# H4-4 Bulbs - Question



## Digital (Jun 29, 2012)

If you have a H4-4 bulb and wire both the high and low on together at the same time would you get twice the light output or would they combine?
Can anyone show me a math equation to figure that out? For arguments sake lets say it's a H4-4 100w 4300k bulb.


----------



## Benson (Jun 29, 2012)

Digital said:


> If you have a H4-4 bulb and wire both the high and low on together at the same time would you get twice the light output or would they combine?
> Can anyone show me a math equation to figure that out? For arguments sake lets say it's a H4-4 100w 4300k bulb.


Could you be more clear what you mean by "H4-4 bulb"?

H4-4 is not AFAIK standard terminology.

H4 is an automotive headlight bulb with two filaments; the references I'm finding googling H4-4 seem to be various types of HID bulbs (which fits with your saying 4300k) meant to replace an H4, but there's several types being referred to as "H4-4" -- ones with two HID burners, ones with an HID and a halogen bulb, and ones with a single HID sliding back and forth with a solenoid.

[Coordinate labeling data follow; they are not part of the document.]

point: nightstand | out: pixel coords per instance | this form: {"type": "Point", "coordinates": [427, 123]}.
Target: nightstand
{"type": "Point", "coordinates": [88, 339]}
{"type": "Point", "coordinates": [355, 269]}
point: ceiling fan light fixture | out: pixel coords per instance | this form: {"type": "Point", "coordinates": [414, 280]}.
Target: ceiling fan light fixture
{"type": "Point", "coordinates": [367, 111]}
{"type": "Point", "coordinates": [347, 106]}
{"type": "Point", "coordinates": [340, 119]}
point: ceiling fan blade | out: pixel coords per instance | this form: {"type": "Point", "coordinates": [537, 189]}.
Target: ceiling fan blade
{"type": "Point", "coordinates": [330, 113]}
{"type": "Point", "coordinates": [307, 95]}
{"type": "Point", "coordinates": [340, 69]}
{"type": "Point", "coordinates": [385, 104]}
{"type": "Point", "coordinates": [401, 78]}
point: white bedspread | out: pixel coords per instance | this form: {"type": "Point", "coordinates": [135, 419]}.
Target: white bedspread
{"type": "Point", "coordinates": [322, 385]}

The last type (solenoid) simply doesn't have a "both energized" state, because there's only one bulb. The others will all put out more light with both elements energized, but may overheat (because they're only designed for one filament/burner at a time). Because of the differing position, only one element will contribute to a spot beam, so you'll get a spot and flood together -- it'll only throw as far as one element alone (whichever one's in focus).


----------



## Digital (Jun 29, 2012)

H4-4 requires two ballasts, one for each HID in the bulb. It's essentially like having two H4-1s in a single housing.
My question is for H4-4 bulbs if you turned both the high and low HID on at the same time would you get twice the light output?
Essentially is this the same principle of people putting three CREE LEDs into a single head and combining the output?
What's the math equation for that?


----------



## PhillyRube (Jun 29, 2012)

No additional light output. I have a THOR, with a H-4 bulb. Each filament is energized by a separate switch, so you can run both, and no appreciable output noticed.


----------



## Digital (Jun 29, 2012)

PhillyRube said:


> No additional light output. I have a THOR, with a H-4 bulb. Each filament is energized by a separate switch, so you can run both, and no appreciable output noticed.


Good to know thanks man.


----------



## Benson (Jun 29, 2012)

Okay, you'll get pretty much twice the output, but half of it will be flood. No extra throw.

It's not at all the same principle for multi-LED lights. They have individual reflectors for each LED, so they each contribute to throw; of course this makes the reflectors smaller (= broader beam), so you don't get _more_ throw from the same size flashlight (you actually get a bit less), but you do get more light in the beam. The light from the second HID burner won't focus into the beam at all.


----------